Most recently, his administration tried to deport a Chinese refugee to Uganda, after the latter had risked his life to document government atrocities against the Uighurs in Xinjiang. True, the U.S. government finally backed off of these threats against the asylum-seeker—but only after massive public outcry, including from some unlikely conservative circles.
So, no, I never thought Trump deserved credit for "getting serious about China"—at least not in anything like the right way.
This week's summit between Trump and Xi makes this even more obvious. Not once this week did Trump make any reference to human rights in China. He did not breathe a word about Uighurs or Hong Kong. Instead, he spoke of the "special relationship" between the two countries—borrowing a term traditionally applied to the U.S. alliance with another liberal democracy—the U.K.—rather than our standing with a bullying autocracy.

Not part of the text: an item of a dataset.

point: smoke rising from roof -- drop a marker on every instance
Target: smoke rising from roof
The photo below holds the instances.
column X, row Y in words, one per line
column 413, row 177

And look, I'm not saying I would prefer a sabre-rattling "China hawk" either.
The problem with Trump, rather, is that he seems to embody the worst of both worlds—here as in so many domains.
He both does not care at all about the PRC's human rights abuses. He does not seem to care about the fate of political freedom and autonomy in Taiwan, for instance. And yet—he is also more likely than any recent U.S. president to unilaterally upset the status quo in a way that risks provoking the PRC leadership into war.
Trump is simultaneously more hawkish and bellicose than any other recent president and less interested in promoting human rights. And before anyone calls this a contradiction—used as they are to the obfuscatory rhetoric of the Bush-era neocons—let them pause and reflect that actually this is perfectly consistent. What was odd was that anyone ever made the mistake of thinking war and human rights went together.
So it makes perfect sense that Trump is both more likely to go to war with Xi than any previous U.S. president—and yet more supinely flattering of him and prone to admire Xi's strongman tendencies. This week at the summit, for instance, Trump praised Xi as a handsome man straight out of "Central Casting." He said, as mentioned, that the U.S. and China enjoy a "special relationship" under his watch.
If it is indeed a "Special Relationship"—it sounds a great deal like the one Harold Pinter wrote about, in a poem of that title: "A man bows down before another man / And sucks his lust."